1740-09-01, de Voltaire [François Marie Arouet] à Frederick II, king of Prussia.

Sire,

Mon roi est à Clêves; une petite maison l'attend à Bruxelles, un palais presque digne de lui l'attend à Paris, et moi j'attends ici mon maître.

Mon cœur me dit que je touche
A ce moment fortuné
Où j'entendrai de la bouche
De l'Apollon couronné
Ces traits que la sage Rome
Aurait admirés jadis.
Je verrai, j'entendrai l'homme
Que j'adore en ses écrits.

O Paris, o Paris séjour des gens aimables et des badauds, du bon et du mauvais goût, de l'équité et de l'injustice, grand magasin de tout ce qu'il y a de bon et de beau, de ridicule et de méchant, sois digne si tu peux du vainqueur que tu recevras dans ton enceinte irrégulière et crottée. Puisse-t-il te voir incognito et jouir de tout sans les embarras de la royauté! Puisse-t-il ne voir et n'être vu que quand il voudra! Heureux l'hôtel du Châtelet, le cabinet des muses, la galerie d'Hercule, le salon de l'amour!

Lesueur et Lebrun, nos illustres Apelles,
Ces rivaux de l'antiquité,
Ont en ces lieux charmants étalé la beauté
De leurs peintures immortelles.
Les neuf sœurs elles mêmes ont orné ce séjour
Pour en faire leur sanctuaire.
Elles avaient prévu qu'il recevrait un jour
Celui qui des neuf sœurs est le juge et le père.

Sire par tout ce que j'apprends de cette grande ville de Paris, je crois qu'il est nécessaire qu'on dise un mot dans les gazettes d'une lettre de votre majesté à mr de Maupertuis qui a été imprimée. Il y a sans doute quelques mots d'oubliés dans la copie incorrecte qui a paru. Ce ne serait qu'une bagatelle pour tout autre, mais sire votre personne est en spectacle à toute l'Europe, on parle des états et des ministres des autres souverains, et c'est de vous qu'on parle, c'est vous sire qu'on examine, dont on pèse toutes les paroles et qu'on juge déjà avec une sévérité proportionnée à votre mérite et à votre réputation. Pardonnez sire à la franchise d'un cœur qui vous idolâtre. Je vous importune peut-être, n'importe, le cœur ne peut être coupable. Si votre majesté agrée mes réflexions, elle fera parvenir aux gazetiers ce petit mot d'avertissement ci-joint. Sinon elle aura de l'indulgence pour ma tendresse trop scrupuleuse.
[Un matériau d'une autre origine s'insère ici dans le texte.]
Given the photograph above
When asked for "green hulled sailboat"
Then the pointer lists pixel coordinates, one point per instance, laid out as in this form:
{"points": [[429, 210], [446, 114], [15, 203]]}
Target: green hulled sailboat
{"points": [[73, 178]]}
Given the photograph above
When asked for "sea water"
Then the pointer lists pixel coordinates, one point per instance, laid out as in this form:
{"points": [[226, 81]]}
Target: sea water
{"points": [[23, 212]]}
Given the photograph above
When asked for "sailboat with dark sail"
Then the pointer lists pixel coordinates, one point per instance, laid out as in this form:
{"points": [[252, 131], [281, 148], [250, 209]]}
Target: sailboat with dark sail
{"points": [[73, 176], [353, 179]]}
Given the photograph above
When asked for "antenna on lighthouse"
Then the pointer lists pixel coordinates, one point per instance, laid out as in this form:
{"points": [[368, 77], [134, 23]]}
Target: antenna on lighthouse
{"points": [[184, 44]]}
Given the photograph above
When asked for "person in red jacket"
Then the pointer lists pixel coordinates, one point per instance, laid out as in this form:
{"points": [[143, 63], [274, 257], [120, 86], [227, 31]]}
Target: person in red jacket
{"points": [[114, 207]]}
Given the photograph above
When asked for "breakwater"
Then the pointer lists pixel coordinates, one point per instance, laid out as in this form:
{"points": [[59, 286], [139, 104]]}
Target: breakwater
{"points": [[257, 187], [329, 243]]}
Ce qui touche le moins du monde votre personne m'est sacré, les petites choses me paraissent alors les plus grandes.

Pardonnez cette ardeur extrême
De mon zèle trop inquiet,
C'est ainsi que l'amour est fait
Et c'est ainsi que je vous aime.

Sire

de votre majesté

le très humble, très obéissant, très attaché serviteur.